5 (Polite!) Ways to Get a Loved One to Mind Their Own Business
Because “Mind your own beeswax” expired when you were 12.
I think if you’re partners, in love or in business, it’s kind of important to speak using partner terms. That starts with “we.” “We both want a good outcome. We both have ideas about what will work.” Then it’s easier to transition to “Would it be better if one of us led the way?” (If the person is more of an interloper than a partner, you can always say, “That’s an interesting idea. Thanks. But I’ve got this covered.”) Really listening to your partner, though, means that you deliberately run the risk of having your mind changed: You might realize that you’re the one who should butt out.
Alan Alda is an award-winning actor, director, and screenwriter and the author of If I Understood You, Would I Have This Look on My Face? He lives in New York City.
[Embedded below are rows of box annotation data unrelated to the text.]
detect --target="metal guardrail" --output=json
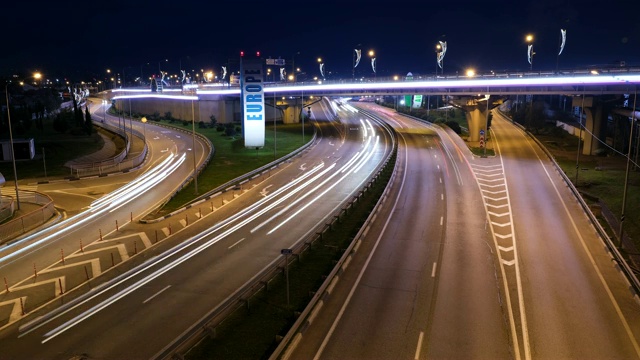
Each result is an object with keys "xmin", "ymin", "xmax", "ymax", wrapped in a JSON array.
[
  {"xmin": 0, "ymin": 190, "xmax": 56, "ymax": 244},
  {"xmin": 153, "ymin": 111, "xmax": 397, "ymax": 359},
  {"xmin": 69, "ymin": 121, "xmax": 131, "ymax": 177},
  {"xmin": 140, "ymin": 129, "xmax": 317, "ymax": 224},
  {"xmin": 496, "ymin": 109, "xmax": 640, "ymax": 294}
]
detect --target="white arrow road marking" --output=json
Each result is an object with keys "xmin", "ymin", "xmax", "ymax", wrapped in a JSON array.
[
  {"xmin": 487, "ymin": 211, "xmax": 509, "ymax": 217},
  {"xmin": 142, "ymin": 285, "xmax": 171, "ymax": 304},
  {"xmin": 496, "ymin": 234, "xmax": 513, "ymax": 239},
  {"xmin": 260, "ymin": 184, "xmax": 273, "ymax": 197}
]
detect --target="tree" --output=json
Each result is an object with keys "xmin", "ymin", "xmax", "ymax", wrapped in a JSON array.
[{"xmin": 53, "ymin": 110, "xmax": 73, "ymax": 134}]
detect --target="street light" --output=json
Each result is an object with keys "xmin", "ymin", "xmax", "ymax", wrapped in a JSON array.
[
  {"xmin": 4, "ymin": 73, "xmax": 42, "ymax": 210},
  {"xmin": 191, "ymin": 100, "xmax": 199, "ymax": 195},
  {"xmin": 140, "ymin": 116, "xmax": 147, "ymax": 141},
  {"xmin": 436, "ymin": 43, "xmax": 444, "ymax": 78},
  {"xmin": 158, "ymin": 59, "xmax": 169, "ymax": 77},
  {"xmin": 369, "ymin": 50, "xmax": 378, "ymax": 80},
  {"xmin": 318, "ymin": 58, "xmax": 325, "ymax": 80},
  {"xmin": 525, "ymin": 34, "xmax": 536, "ymax": 70}
]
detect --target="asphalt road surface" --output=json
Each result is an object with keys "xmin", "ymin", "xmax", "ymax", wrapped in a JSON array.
[
  {"xmin": 291, "ymin": 102, "xmax": 640, "ymax": 359},
  {"xmin": 0, "ymin": 97, "xmax": 392, "ymax": 359}
]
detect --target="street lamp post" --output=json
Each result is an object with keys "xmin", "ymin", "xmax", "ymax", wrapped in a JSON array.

When we ask someone to butt out, we’re putting up a spiritual wall. There’s something you don’t trust that person to be a part of—there’s a disconnect. Before you say, “Butt out,” consider what’s happening with you: Ask yourself what it is about the input that makes you uncomfortable. When you ask for space from someone you love dearly, like your mom or best friend, knowing why helps you communicate it in a healthier way. Maybe she wasn’t able to show up for you in a way that you needed in the past. If that’s the case, then don’t tell her to butt out with criticism or shame. Just be real: “I know you care and want to help. That means a lot to me. Right now I need you to just listen and be there without advice unless I ask for it.”
Avoid arguing about who did what. Be specific about your request and say, for example, “Mom, from now on, can you please not comment on my clothes in front of other people?” If she says, “But when do I ever do that?” don’t take the bait: “I can give you examples, but the point is, from now on…” You are laying a foundation so the next time you can say, “This is what I’m talking about, Mom.” It may take a few rounds, but it’s an investment in a relationship that’s important. And remember: The other person is (probably) not trying to drive you crazy. Have compassion.
Rick Hanson, PhD, is a psychologist and senior fellow at the Greater Good Science Center at the University of California, Berkeley.
I use an unsolicited-advice formula I call CHARM: Compliment, Honesty, Action, Redirect, Mannerly. Compliment the person or say something nice to soften the reaction (she is trying to help you, after all). Be honest and tell her in a kind yet direct way that you don’t need her input. State the action that is the next step so it’s clear you don’t need advice. Redirect the conversation. And always use your manners! End on a positive note. So if, for example, your sister Sarah is trying to give you relationship advice that you didn’t ask for, you could say: “Sarah, I truly value your opinion; however, at the moment, I need this to remain between Jack and me. If I need your advice, I’ll be sure to ask. Let’s talk about our beach plans instead, but I do thank you for caring.”
Myka Meier is the founder and director of The Beaumont Etiquette School in New York City.
Many years ago, I learned that Neil, the Prince of Middle School, had a crush on me. Me! With my big hair, gangly limbs, and love for purple plastic glasses. Alas, my mom found out. “We should take something over to his house and meet his parents,” she said. I begged her to butt out. I pleaded when she pulled the extra mac and cheese out of the oven. I cried when she picked up the landline to dial Neil’s parents. It nearly got physical when she ushered me into the car to drive to Neil’s house. His parents greeted us and invited us in for dinner. I was mortified. But as I stepped through the front door with my shoulders hunched, I noticed something: Neil had the exact same embarrassed look of horror on his face that I did. This was just as painful for him! We got through dinner, and Neil and I talked that night—and many nights after. We’ve now been dear friends for a long time. When loved ones insert themselves into our business, there’s a natural instinct to get defensive. But sometimes they’re pushing us to be braver. So, in gratitude to my overly involved mother and on behalf of my friendship with Neil, I offer the anti-advice: Don’t be so quick to ask someone to butt out. You never know what could come of meddling.
Kay Oyegun is a writer for NBC’s This Is Us. She lives in Los Angeles.